November 7th, 2007 at 8:39 am
UGC is important for establishing a line of credibility.
November 7th, 2007 at 9:03 am
I think that increasingly so, UGC is going to be engine of social media. I don’t think UGC has reached it’s peak at all yet, as we see the younger demographic mature. The same “kids” who are using Myspace and Facebook now (primarily for social contact) are laying down behavioral habits that will carry over into adulthood.
These early adopters will almost certainly apply their habits to discussions of brands, organizations and even towns and cities as they graduate from high school and college.
Consumer-to-consumer discussions will continue; exactly how entities interact and engage consumers will indeed affect credibility and reputation both. Companies too afraid to engage consumers in discussion will, I think, get left in the virtual dust.
November 7th, 2007 at 12:05 pm
I’ve just worked on a government funded website in the Northeast of England. We utilise UGC but each addition to the site is moderated to ensure the quality remains high. I think this is very important in terms of UGC.
November 7th, 2007 at 12:30 pm
People think that UGC is a myth because users are waiting for others to do it.
That’s the problem: people are lazy. Besides YouTube, UGC is hard to come by because people don’t want to take the time to do it.
Take Microsoft’s XNA platform for example.
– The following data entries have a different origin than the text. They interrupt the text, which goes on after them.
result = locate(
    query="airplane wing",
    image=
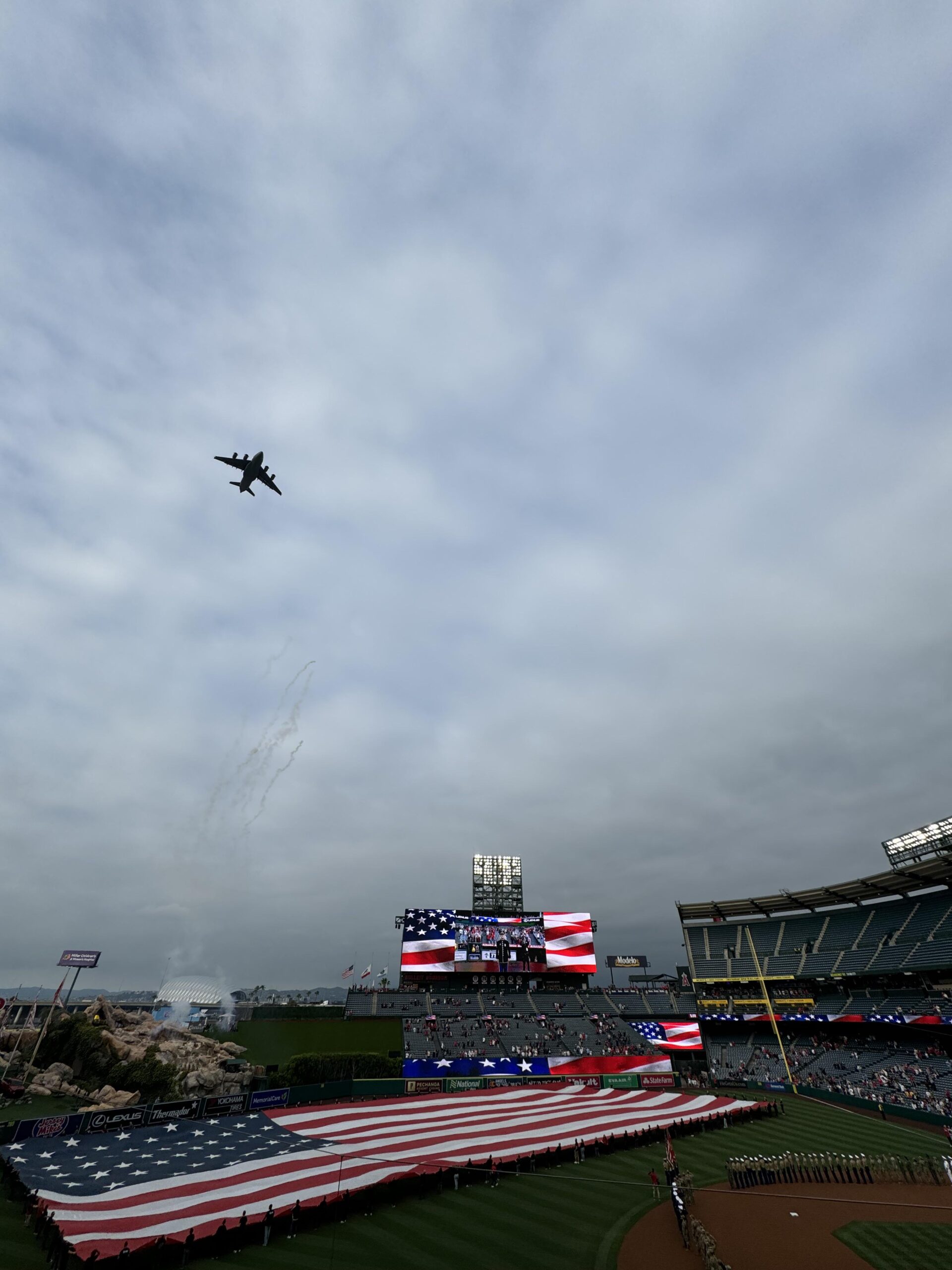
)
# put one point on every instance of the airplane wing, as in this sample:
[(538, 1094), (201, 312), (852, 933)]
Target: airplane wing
[(268, 480)]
They were touting it to be a YouTube for games, yet there haven’t been any Xbox Live Arcade releases from the platform yet.
Another way to look at it is that UGC is all about getting attention. The problem: people are prideful and selfish. There are many great minds out there, but think if just a few of them collaborated for a single project.
A great example of this is the beginning stages of the iPhone’s unlocking for 3rd-party apps and for other mobile service providers. For a long time (internet-wise), the iPhone couldn’t be cracked because individuals competed with each other to be the first one to do it. Now, we see the “iPhone Dev Team” and their works.
I hope this has been some helpful insight.
November 7th, 2007 at 1:50 pm
There are many blog search sciripts looking for keywords in blog tags and then indexing them. This is bad in terms of utilizing others’ intellectual work. Yet this is good in terms of reaching more people.
November 7th, 2007 at 3:56 pm
Wordpress.com has some high quality written content and there’s 6 million pages indexed in Google.
I think that there is already a lot of high quality content created by users. People now watch user created video on YouTube over regular TV.
Still I don’t know if you can monetize it so well. Content is cheaper than ever before.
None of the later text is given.